Рассматривая эволюцию государственно-правовых взглядов поэта, нельзя обойти вниманием его работу над пугачевской темой («История Пугачева», «Капитанская дочка»). Непосредственно к написанию первой главы «Истории Пугачева» поэт приступил в марте 1833 года. Закончена же эта работа (судя по дате авторского предисловия к этому произведению) 2 ноября того же года. Как уже отмечалось, это время для поэта было временем серьезных раздумий над осмысливанием роли народа и дворянства в истории России, исторических судеб неограниченного самодержавия и просвещенного абсолютизма, революционных переворотов.
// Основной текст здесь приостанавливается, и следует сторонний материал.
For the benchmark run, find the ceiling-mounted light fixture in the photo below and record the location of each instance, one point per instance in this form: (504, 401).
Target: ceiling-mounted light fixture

И не только раздумий, но и уточнения своих позиций по всем этим вопросам, отказа от некоторых прежних представлений. Обращение к пугачевской теме было для поэта закономерным, что не требует какого-либо особенного обоснования. Другое дело, что цели написания «Истории Пугачева» могут восприниматься и воспринимаются по-разному. В трактовке этого вопроса между пушкинистами существуют определенные расхождения. Наиболее распространенным в литературоведении является объяснение этой цели как стремления автора повлиять на Николая I в направлении того, чтобы подсказать тому во избежание новой пугачевщины отменить крепостное право.[292] Нам же представляется более обоснованной позиция Г. П. Макогоненко, считавшего, что к моменту работы над «Историей Пугачева» у Пушкина уже исчезла иллюзия в возможность проведения Николаем I политики просвещенного абсолютизма. По его мнению, главная цель написания «Истории» – это получение ответа на едва ли не основной занимавший Пушкина вопрос – о том, какие социальные силы способны покончить с рабством в России и осуществить идеалы свободы.[293] Правда, и Г. П. Макогоненко не отрицал, что во вторую очередь (речь идет о практическом использовании поэтом своего исторического труда и особенно авторских «Замечаний о бунте», переданных царю) поэт не исключал того, что если Николай I вознамерится решить крестьянский вопрос, то пушкинский труд сыграет в этом свою роль.